Fourth Amendment/Reasonable Suspicion – A defendant’s flight upon being approached by police does not, standing alone, create reasonable suspicion that the defendant is engaged in a crime.
Daniel Brown appealed the district court’s order denying his motion to suppress based on what he alleged was an unlawful stop-and-frisk under Terry. The Government argued that the officers were justified in detaining Brown because they received an anonymous tip that a black man was carrying a gun and Brown ran when they activated their police lights upon approaching him.

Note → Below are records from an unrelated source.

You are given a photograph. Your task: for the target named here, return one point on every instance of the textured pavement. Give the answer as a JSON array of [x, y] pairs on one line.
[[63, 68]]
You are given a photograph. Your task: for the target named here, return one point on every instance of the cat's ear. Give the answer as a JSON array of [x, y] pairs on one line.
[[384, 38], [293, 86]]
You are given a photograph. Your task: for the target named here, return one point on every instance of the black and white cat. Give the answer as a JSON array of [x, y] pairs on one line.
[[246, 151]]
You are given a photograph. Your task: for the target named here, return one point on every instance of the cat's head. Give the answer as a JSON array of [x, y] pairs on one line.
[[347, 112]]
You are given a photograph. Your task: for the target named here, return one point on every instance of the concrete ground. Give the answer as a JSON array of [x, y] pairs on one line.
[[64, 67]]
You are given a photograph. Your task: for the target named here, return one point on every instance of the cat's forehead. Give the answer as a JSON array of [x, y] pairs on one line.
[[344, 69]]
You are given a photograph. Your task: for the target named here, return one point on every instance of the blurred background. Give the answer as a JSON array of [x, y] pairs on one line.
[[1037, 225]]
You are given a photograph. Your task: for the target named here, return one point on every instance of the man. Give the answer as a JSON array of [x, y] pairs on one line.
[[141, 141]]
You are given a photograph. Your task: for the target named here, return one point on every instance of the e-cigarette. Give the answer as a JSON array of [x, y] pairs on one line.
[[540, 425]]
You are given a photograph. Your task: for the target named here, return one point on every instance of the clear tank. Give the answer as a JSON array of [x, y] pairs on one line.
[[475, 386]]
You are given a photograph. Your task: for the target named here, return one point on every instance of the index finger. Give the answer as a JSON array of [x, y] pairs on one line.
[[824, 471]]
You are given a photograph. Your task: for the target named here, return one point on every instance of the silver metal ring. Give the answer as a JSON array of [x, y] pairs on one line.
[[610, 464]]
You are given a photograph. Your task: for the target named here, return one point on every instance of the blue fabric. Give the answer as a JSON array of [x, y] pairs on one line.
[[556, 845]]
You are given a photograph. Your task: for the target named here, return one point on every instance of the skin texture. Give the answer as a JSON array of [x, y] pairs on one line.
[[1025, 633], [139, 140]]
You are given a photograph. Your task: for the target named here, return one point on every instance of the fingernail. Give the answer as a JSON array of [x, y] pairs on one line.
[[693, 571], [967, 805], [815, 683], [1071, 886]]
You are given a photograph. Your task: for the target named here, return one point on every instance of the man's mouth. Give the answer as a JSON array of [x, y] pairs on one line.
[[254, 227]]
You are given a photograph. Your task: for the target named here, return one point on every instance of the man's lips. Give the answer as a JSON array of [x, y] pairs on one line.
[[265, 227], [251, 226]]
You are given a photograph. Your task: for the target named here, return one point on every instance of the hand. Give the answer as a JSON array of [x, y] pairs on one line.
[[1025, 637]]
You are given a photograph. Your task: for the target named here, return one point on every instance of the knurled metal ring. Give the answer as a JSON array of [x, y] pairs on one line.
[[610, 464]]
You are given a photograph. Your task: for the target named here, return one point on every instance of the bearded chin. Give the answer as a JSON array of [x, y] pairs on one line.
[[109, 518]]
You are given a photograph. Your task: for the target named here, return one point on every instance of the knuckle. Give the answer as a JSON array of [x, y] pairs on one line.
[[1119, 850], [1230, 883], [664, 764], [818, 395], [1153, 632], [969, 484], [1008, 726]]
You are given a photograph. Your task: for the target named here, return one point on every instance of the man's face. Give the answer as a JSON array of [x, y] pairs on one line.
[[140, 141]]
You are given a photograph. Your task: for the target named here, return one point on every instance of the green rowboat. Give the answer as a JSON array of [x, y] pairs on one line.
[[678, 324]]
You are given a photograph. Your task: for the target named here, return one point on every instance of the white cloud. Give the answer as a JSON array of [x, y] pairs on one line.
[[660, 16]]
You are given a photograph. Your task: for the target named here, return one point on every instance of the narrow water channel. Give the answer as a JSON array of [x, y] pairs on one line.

The Court held that these facts failed to reflect a reasonable suspicion that Brown had been engaged in any criminal activity. First, the tip was unreliable—it came through a second-hand account of a resident of a nearby apartment complex who did not want to be identified. The anonymous tipster did not indicate that Brown or whoever had the gun was acting dangerously or posing any sort of threat or risk to others, merely that an individual “had a gun.” Crucially, carrying a concealed weapon is presumptively legal in Washington, so the anonymous tip did not reflect any ongoing criminal activity.
As to the fact that Brown fled upon being approached by the police, the Court held that this, standing alone, did not create reasonable suspicion justifying stopping Brown. Quoting Justice Stevens in Illinois v. Wardlow in 2000, the Court noted:
Among some citizens, particularly minorities and those residing in high crime areas, there is also the possibility that the fleeing person is entirely innocent, but, with or without justification, believes that contact with the police can itself be dangerous, apart from any criminal activity associated with the officer’s sudden presence.
As the Court stated, “the Supreme Court has never endorsed a per se rule that flight establishes reasonable suspicion.” The Court also noted that there were racial dynamics here, exaggerated since Justice Stevens’ words in Wardlow, reinforcing the notion that “uneven policing may reasonably affect the reaction of certain individuals—including those who are innocent—to law enforcement.”
The Court further noted that the officers had never ordered Brown to stop before activating their lights, and there was no threat of harm or indication that Brown was acting in any dangerous manner or that the area was dangerous. Since they never requested that he stop, there was no obligation for Brown to stop, distinguishing the cases where officers have directly ordered individuals to stop or where individuals have fled after being seen with potential contraband.
The Court rejected the Government’s conclusory arguments that Brown was brandishing the gun or that there was a nefarious purpose for Brown being in the area (a women’s YWCA shelter) since there was no support in the record for the Government’s assertions. Accordingly, the lack of reliability of the anonymous tip and the absence of any presumptively unlawful activity made the stop unreasonable under Terry.
Judge Friedland concurred, stressing that the presumptive legality of carrying a concealed firearm in Washington distinguishes this case from others where tips alleging that an individual has a gun may support a reasonable suspicion. He also explained the officers here could have stopped Brown in a constitutional manner by simply asking to see his permit for concealed carry. This would not have a been a “seizure” given laws allowing officers to request such information. Judge Friedland also stressed that “nothing in the record supports the conclusion that the officers were stopping Brown simple because he was black.”
Appeal from the Western District of Washington
Opinion by McKeown, joined by Gaitain (by designation from W.D. Mo.)